Bill 12: Union members pleased with proposed changes to pension bill

Public sector employees were braced for a showdown at a public meeting in Yellowknife last night, but the tension broke when MLAs made it clear they want Bill 12 to establish a defined benefit pension plan.

'I was quite anxious to see what was going to come down the pipe,' says Gayla Meredith

Public sector employees were braced for a showdown at a public meeting in Yellowknife last night, but the tension broke when MLAs made it clear they want Bill 12 to establish a defined benefit pension plan. 

Last night, MLAs reviewed Bill 12, the Northern Employee Benefits Services Pension Plan Act, which could affect the pensions of around 1,100 public sector workers and teachers in the territory last night.
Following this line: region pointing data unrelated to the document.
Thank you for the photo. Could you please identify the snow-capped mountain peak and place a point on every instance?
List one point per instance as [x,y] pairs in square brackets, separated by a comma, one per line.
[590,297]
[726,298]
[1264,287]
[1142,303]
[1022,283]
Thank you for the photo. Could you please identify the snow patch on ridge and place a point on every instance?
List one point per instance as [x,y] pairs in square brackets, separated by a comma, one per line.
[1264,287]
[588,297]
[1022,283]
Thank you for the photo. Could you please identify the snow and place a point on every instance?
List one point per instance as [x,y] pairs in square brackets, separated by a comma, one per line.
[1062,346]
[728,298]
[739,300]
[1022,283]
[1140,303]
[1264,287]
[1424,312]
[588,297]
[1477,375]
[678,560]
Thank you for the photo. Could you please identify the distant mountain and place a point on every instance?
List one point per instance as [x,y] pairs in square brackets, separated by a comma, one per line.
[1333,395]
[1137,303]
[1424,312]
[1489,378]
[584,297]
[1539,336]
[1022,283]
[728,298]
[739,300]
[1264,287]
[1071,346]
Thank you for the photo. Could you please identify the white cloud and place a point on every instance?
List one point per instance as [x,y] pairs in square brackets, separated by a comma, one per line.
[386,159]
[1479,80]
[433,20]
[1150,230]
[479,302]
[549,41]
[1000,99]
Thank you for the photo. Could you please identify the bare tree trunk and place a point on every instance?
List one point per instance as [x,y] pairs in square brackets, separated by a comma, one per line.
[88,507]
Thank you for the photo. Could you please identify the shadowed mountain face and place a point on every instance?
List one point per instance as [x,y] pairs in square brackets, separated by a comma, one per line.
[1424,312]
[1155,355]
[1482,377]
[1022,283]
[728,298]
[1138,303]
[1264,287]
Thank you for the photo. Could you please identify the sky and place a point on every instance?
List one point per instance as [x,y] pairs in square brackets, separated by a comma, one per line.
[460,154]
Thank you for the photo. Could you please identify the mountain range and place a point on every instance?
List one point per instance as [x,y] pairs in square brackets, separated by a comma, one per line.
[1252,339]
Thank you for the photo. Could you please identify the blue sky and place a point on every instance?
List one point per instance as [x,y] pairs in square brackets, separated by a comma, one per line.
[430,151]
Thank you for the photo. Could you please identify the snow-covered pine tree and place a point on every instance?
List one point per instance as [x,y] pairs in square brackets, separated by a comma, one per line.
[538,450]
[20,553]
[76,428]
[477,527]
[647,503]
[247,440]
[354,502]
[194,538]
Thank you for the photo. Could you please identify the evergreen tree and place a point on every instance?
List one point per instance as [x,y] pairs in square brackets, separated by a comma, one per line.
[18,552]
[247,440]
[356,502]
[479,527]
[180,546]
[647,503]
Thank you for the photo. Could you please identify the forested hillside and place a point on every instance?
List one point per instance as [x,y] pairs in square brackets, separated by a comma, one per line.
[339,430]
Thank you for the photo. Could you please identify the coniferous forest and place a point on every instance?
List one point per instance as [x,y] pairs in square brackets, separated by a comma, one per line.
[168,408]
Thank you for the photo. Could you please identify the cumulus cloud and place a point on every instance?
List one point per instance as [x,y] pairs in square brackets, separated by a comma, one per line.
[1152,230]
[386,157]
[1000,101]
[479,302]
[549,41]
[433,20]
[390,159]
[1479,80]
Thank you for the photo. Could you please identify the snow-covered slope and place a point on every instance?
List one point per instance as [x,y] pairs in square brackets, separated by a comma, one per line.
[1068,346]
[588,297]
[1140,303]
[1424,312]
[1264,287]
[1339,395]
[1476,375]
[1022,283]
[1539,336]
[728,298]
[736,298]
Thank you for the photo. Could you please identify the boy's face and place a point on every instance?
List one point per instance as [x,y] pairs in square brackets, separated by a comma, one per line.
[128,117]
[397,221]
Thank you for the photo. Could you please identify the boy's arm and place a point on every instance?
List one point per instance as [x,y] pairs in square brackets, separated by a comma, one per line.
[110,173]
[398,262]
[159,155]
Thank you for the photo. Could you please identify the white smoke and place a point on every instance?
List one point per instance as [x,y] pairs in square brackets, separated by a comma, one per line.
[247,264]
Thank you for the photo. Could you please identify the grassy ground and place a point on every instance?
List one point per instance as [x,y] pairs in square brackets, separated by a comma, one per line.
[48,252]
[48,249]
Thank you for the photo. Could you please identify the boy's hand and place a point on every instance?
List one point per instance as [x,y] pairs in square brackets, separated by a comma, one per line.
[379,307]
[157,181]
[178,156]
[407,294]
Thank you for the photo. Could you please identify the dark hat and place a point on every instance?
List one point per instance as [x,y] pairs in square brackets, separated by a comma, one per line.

Unions have been concerned about a section allowing retirement benefits to be potentially clawed back.

"I was quite anxious to see what was going to come down the pipe," says Gayla Meredith, president of the NWT Teachers' Association, who attended a public meeting on the issue. 

But at the outset of the meeting, MLAs made it clear they want the plan legally established as a defined benefit plan. That's important to the unions because, under a defined benefit plan, shortages in the fund are made up by the employer, not by workers.

"I just looked around the room as soon as that happened with those words and there were quite a few smiles on people's faces," says Allan McDonald, a Yellowknife vice-principal represented under the pension plan. "That kind of set the tone right away."

McDonald said he also supports a change that would put an equal number of workers and employers on the pension committee.

The bill still needs to undergo a third reading in the legislative assembly.

Committee chair Michael Nadli said that will happen some time before the fall election.